Ewentualna interwencja Rosji na Białorusi groziłaby regionalizacją, a nawet umiędzynarodowieniem białoruskiego kryzysu - powiedział w piątek prezydent Francji Emmanuel Macron, odpowiadając na pytanie PAP na konferencji prasowej. Paryż mówił o tym w UE, ale też bezpośrednio z Polską i Litwą - dodał.
Budujemy Europę bardziej zjednoczoną i bardziej suwerenną; nasza niezależność jest równie ważna wobec Rosji, jak i wobec Turcji, dlatego sprawa Białorusi jest dla nas bardzo ważna - oznajmił prezydent.

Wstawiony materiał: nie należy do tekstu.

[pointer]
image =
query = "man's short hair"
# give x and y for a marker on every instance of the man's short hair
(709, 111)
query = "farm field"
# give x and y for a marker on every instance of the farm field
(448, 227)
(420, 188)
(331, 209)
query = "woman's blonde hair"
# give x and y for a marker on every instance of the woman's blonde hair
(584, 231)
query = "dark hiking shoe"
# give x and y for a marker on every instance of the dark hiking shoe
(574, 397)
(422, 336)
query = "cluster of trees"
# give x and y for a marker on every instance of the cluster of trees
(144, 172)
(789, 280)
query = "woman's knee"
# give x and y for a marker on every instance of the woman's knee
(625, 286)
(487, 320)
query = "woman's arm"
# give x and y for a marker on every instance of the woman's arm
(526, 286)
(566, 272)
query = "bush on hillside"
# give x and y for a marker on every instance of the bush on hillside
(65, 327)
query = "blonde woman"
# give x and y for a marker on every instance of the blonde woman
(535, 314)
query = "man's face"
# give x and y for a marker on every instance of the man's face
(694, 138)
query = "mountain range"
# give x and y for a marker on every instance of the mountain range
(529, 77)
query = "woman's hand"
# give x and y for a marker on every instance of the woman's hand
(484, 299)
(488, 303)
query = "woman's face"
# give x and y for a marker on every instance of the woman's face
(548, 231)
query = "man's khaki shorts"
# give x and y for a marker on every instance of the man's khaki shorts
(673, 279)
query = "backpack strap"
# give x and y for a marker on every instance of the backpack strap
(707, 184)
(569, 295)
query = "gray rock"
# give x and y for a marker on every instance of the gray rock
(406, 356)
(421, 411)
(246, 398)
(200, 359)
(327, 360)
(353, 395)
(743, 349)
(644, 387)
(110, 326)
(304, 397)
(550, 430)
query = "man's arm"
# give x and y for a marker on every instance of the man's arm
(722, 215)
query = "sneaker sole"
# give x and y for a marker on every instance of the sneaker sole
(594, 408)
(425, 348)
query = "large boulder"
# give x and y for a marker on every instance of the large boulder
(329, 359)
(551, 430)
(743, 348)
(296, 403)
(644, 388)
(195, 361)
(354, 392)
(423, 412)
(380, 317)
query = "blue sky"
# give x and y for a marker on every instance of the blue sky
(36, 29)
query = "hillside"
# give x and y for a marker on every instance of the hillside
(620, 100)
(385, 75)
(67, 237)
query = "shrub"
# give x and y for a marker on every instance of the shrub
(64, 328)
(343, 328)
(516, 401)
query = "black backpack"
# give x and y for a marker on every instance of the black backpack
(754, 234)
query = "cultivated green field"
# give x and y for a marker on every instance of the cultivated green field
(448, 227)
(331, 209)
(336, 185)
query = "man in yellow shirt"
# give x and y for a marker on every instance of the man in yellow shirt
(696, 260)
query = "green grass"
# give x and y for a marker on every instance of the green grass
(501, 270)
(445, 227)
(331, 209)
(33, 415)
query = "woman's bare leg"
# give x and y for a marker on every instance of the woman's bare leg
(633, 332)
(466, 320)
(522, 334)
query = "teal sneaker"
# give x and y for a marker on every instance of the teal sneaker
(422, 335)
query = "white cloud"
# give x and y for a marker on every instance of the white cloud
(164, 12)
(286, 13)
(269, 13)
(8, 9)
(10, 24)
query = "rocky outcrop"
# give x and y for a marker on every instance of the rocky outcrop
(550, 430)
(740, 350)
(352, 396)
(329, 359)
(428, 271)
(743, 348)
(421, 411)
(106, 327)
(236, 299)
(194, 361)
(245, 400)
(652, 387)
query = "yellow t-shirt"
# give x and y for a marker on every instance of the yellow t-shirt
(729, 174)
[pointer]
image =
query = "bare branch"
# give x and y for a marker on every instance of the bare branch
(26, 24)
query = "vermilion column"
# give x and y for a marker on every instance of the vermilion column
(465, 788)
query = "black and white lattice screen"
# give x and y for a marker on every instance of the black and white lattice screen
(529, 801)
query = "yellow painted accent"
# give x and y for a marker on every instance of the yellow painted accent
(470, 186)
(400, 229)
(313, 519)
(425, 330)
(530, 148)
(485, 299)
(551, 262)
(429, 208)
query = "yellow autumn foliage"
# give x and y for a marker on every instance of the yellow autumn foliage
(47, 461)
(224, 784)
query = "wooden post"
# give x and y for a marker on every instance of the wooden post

Przypomniał, że rozmawiał z prezydentem Rosji Władimirem Putinem, podobnie jak kanclerz Niemiec Angela Merkel i przewodniczący Rady Europejskiej Charles Michel.
Celem tych rozmów było przekonanie Moskwy, że kryzys musi być rozwiązany poprzez "wewnętrzny dialog" Białorusinów - powiedział Macron, podkreślając, że ewentualna interwencja rosyjska jest nie do zaakceptowania, niezależnie od tego, czy dokonana byłaby przez siły zbrojne, czy siły bezpieczeństwa.
Macron za najlepszy sposób rozwiązania problemu uznał mediację Organizacji Bezpieczeństwa i Współpracy w Europie (OBWE).
Odpowiadając na inne pytanie, prezydent Francji powiedział, że sprawa domniemanej próby otrucia czołowego rosyjskiego opozycjonisty Aleksieja Nawalnego wywołuje "głębokie zaniepokojenie" i wymaga "bardzo wymagającego" podejścia wobec Rosji. Nie oznacza to jednak, że nie należy z Moskwą rozmawiać - zaznaczył.
Postępowanie Turcji we wschodniej części Morza Śródziemnego, gdzie jej statek badawczy został w ostatnim czasie wysłany w eskorcie okrętów wojennych do poszukiwania złóż ropy i gazu na wodach terytorialnych Grecji, Macron określił jako "nie do przyjęcia". Posłanie dwóch francuskich fregat i dwóch myśliwców na te wody uznał za "reakcję proporcjonalną". Gdybyśmy nie bronili suwerenności naszych sojuszników, nie bylibyśmy wiarygodni wobec Białorusi - powiedział.